The district is classified by the New Jersey Department of Education as being in District Factor Group "DE", the fifth-highest of eight groupings. District Factor Groups organize districts statewide to allow comparison by common socioeconomic characteristics of the local districts. From lowest socioeconomic status to highest, the categories are A, B, CD, DE, FG, GH, I and J.

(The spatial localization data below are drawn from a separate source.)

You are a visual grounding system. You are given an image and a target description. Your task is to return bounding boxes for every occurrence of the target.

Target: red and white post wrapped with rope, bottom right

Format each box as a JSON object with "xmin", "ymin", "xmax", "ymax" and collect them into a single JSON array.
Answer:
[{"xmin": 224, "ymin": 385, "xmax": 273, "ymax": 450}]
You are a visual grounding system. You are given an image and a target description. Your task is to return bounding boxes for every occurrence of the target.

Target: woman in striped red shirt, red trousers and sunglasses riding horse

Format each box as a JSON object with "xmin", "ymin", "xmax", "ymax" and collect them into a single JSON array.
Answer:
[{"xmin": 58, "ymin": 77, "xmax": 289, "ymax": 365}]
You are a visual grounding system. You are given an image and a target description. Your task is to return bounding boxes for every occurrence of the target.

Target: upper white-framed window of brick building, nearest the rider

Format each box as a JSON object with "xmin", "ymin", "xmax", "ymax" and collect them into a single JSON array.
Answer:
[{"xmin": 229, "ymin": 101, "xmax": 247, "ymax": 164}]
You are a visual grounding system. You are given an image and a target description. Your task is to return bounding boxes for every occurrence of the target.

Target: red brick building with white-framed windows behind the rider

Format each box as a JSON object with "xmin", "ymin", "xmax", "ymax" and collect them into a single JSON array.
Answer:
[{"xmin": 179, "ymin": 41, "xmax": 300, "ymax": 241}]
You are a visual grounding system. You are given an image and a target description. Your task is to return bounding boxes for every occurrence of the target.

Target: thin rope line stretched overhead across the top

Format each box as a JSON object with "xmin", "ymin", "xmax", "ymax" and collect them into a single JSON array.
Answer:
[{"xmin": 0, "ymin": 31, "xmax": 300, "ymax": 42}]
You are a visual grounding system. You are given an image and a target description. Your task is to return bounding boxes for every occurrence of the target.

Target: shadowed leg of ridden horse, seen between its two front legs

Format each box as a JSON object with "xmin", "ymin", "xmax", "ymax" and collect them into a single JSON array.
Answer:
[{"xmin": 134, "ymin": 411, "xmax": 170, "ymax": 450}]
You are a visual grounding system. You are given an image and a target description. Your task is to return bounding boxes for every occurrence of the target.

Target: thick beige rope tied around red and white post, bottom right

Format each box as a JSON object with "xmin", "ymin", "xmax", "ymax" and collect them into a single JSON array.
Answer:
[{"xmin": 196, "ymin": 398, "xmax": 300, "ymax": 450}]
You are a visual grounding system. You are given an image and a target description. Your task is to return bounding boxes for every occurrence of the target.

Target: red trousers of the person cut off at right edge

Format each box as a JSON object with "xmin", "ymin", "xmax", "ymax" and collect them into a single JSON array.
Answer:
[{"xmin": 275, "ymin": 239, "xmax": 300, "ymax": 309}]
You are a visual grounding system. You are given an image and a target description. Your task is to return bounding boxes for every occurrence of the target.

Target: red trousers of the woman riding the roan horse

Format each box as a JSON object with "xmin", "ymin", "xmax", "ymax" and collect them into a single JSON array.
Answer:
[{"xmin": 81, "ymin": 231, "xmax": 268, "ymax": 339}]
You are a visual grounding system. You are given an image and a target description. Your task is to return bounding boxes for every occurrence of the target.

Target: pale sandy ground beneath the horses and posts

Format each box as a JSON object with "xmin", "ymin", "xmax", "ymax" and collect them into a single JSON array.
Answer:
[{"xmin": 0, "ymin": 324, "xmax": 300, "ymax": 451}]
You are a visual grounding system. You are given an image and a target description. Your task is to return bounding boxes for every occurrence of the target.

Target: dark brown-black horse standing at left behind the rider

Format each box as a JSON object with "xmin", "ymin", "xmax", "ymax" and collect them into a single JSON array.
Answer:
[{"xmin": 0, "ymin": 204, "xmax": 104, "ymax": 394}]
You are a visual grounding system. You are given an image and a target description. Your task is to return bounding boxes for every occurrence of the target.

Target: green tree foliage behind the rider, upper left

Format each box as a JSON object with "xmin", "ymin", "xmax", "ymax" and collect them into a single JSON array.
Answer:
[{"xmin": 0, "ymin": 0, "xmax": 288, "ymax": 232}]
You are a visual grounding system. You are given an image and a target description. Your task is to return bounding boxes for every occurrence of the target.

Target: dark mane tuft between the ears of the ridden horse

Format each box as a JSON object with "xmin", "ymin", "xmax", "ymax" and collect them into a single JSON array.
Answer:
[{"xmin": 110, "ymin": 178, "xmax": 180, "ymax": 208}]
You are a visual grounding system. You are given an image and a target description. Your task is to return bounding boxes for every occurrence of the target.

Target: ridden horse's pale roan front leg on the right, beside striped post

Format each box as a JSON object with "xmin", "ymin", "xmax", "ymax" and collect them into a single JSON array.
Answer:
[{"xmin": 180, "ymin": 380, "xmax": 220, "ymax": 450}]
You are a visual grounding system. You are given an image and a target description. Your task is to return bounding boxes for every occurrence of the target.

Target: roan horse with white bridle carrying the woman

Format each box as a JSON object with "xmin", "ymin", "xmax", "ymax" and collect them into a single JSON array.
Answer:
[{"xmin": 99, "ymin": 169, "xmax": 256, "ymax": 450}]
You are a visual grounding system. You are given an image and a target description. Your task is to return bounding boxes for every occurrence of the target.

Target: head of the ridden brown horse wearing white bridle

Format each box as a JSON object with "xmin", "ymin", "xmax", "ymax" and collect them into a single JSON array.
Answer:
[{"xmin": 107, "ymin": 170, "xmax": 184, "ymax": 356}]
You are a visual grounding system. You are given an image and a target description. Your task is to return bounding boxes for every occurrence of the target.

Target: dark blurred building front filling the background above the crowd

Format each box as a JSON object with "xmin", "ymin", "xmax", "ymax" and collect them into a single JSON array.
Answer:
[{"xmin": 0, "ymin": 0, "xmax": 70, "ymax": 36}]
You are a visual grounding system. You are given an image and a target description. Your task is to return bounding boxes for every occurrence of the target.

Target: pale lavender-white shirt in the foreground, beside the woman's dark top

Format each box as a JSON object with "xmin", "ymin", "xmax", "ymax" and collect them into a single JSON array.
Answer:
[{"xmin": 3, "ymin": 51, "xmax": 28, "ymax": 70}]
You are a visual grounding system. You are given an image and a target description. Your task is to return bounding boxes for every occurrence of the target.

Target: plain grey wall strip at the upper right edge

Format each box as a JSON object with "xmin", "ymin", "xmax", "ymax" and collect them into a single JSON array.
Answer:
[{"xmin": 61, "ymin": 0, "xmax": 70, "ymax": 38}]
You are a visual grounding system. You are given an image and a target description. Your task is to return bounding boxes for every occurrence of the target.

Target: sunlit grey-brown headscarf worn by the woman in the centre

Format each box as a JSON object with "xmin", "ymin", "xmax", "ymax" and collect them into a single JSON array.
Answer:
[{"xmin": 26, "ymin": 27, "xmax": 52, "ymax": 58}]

Public school students in ninth through twelfth grades attend Phillipsburg High School in Phillipsburg as part of a sending/receiving relationship with the Phillipsburg School District. The high school also serves students from four other sending communities: Alpha, Bloomsbury (in Hunterdon County), Greenwich Township and Pohatcong Township. The site of the new Phillipsburg High School, which began construction in January 2014, is in Lopatcong's borders. The three-story, 330000 sqft building, with more than double the floor space of the existing high school and a capacity to accommodate more than 2,100 students, was completed for the 2016–17 school year and was dedicated in September 2016 at ceremonies attended by Governor of New Jersey Chris Christie. As of the 2021–22 school year, the high school had an enrollment of 1,809 students and 133.5 classroom teachers (on an FTE basis), for a student–teacher ratio of 13.6:1.

==Schools==
Schools in the district (with 2021–22 enrollment data from the National Center for Education Statistics) are:
- Elementary school
- Lopatcong Township Elementary School with 350 students in grades PreK-4
  - Krista Wayne, principal
- Middle school
- Lopatcong Township Middle School with 355 students in grades 5-8
  - Richard Bonney, principal

Before the Middle School opened in 2003, students would attend the Elementary School through eighth grade.

==Administration==
Core members of the district's administration are:
- Israel Marmolejos, superintendent
- Tina Palecek, business administrator

==Board of education==
The district's board of education, comprised of nine members, sets policy and oversees the fiscal and educational operation of the district through its administration. As a Type II school district, the board's trustees are elected directly by voters to serve three-year terms of office on a staggered basis, with three seats up for election each year held (since 2012) as part of the November general election. The board appoints a superintendent to oversee the district's day-to-day operations and a business administrator to supervise the business functions of the district.